Three subordinates waited for Marak, all save one were on horseback. The last offered Marak the reins to his own mount.
Marak accepted. "Go interrogate her. We'll find the other two. Then tell the commanders to meet me at the lake an hour before first light. We'll ride at dawn. Anyone who's late will face penalties."
The men obeyed. Marak went for the atrium. He glimpsed Cassak, his captain, headed from the interrogation chambers.
Where Warryn was torturing his brother.
The captain was almost past him. Marak had to know.
He caught his friend's arm. "What's the word?"
Cassak stopped. Marak saw the scroll in the captain's hand and tore it from him. He skimmed.
"Cassak ... tell me."
Hesitation.
"Don't let Sucrow get to you," the captain said.
Marak growled. "Take a troop into the desert and find me those albinos. Then I want you personally to report Eram's whereabouts."
Cassak frowned. "Marak."
So much for pretense.
He straightened and looked at his friend. "How bad was it?"
Cassak shook his head. "You shouldn't ask me questions, Marak. Just trust me." Marak raised a brow. Something was bothering his captain. He threw him a questioning look, eyes narrow.
Cassak scowled. "When it comes, it comes."
"What?"
His friend spoke slowly. "They've taken Rona again."
Marak worked his fist.
"General, end it. Don't wait for Sucrow to force you or to use them against you. Do the right thing and execute them."
"They're already dead." The general turned his back and stormed out. He had an albino hunt to lead.
SUCROW WAITED UNTIL MARAK WAS GONE BEFORE REtreating into his temple. The foolish general needed to learn to leave religious matters to priests and worry only about his precious plan to eliminate the albinos. His Desecration. A fitting mission name.

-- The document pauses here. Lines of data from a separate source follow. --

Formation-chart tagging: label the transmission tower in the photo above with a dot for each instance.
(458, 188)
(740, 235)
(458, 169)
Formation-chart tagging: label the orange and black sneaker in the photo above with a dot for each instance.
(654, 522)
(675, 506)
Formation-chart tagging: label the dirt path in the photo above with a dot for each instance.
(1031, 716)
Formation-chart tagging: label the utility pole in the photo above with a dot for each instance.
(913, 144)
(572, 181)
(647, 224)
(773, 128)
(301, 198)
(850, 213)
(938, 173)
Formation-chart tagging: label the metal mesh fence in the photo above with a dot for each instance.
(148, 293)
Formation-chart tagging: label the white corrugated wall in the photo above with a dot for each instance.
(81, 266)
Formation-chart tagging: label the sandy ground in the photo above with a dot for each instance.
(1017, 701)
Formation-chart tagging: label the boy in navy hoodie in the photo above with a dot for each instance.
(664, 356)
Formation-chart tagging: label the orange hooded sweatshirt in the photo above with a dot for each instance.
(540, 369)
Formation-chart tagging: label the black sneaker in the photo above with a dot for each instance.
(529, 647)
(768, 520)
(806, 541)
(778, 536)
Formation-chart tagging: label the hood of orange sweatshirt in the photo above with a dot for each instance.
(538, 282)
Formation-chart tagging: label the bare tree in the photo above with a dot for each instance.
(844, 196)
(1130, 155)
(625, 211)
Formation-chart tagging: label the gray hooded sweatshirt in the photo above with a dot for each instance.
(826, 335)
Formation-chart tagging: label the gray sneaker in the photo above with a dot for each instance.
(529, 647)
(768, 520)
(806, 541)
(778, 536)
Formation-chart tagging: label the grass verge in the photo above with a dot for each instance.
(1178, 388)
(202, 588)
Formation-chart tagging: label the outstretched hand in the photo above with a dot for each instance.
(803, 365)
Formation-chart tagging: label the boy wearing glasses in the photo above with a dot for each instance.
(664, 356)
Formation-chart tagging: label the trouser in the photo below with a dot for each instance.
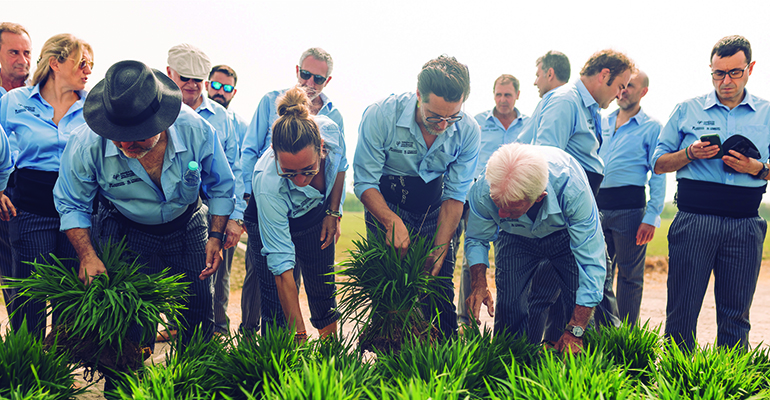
(33, 238)
(731, 248)
(315, 265)
(517, 261)
(620, 228)
(182, 251)
(425, 226)
(465, 272)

Marak also needed to learn his newfound place in the world. A world in which he was subject to Qurong's priest.
Sucrow crossed through the atrium and the outer court into a side chamber, intent on a hidden passage to the library.
Someone pressed the sharp tip of a dagger between his shoulder blades.
He paused, then reached for a concealed knife within his robes. "Who is there?"
Cassak stepped into the light. Kept his dagger where Sucrow could see it.
Coming to fulfill his duty to Marak and make certain Warryn didn't get too carried away with his torture. The leech.
Sucrow stilled but let a sneer spread across his face. "I could order you executed for treason, Captain. Enter."
The man closed the door and entered the room. Twirled his dagger.
Sucrow lit a candle and sat against the small wooden table.
Cassak sat. Long braids fell heavy over his shoulders. The man stank of desert, blood, and sweat.
"Now, what is it you want, Captain?" It was almost comical, this notion that a mere captain would try to sway Teeleh's priest on his general's behalf.
"Don't tempt him too far, Priest."
"You are not in a position to make demands. Did you not hear? Qurong has granted all military authority to myself and my serpent warriors." Sucrow waved a dismissive hand and moved to a seat across from Cassak. "Why are you here?"
"You're torturing my general's brother."
"Now isn't the time for second thoughts on trapping Jordan of Southern, Captain."
"The plan was simply to capture and execute them."
"Patience." Sucrow began to wish he were speaking with Marak instead. Marak was much more reasonable. Cassak, though, better appreciated Sucrow's position.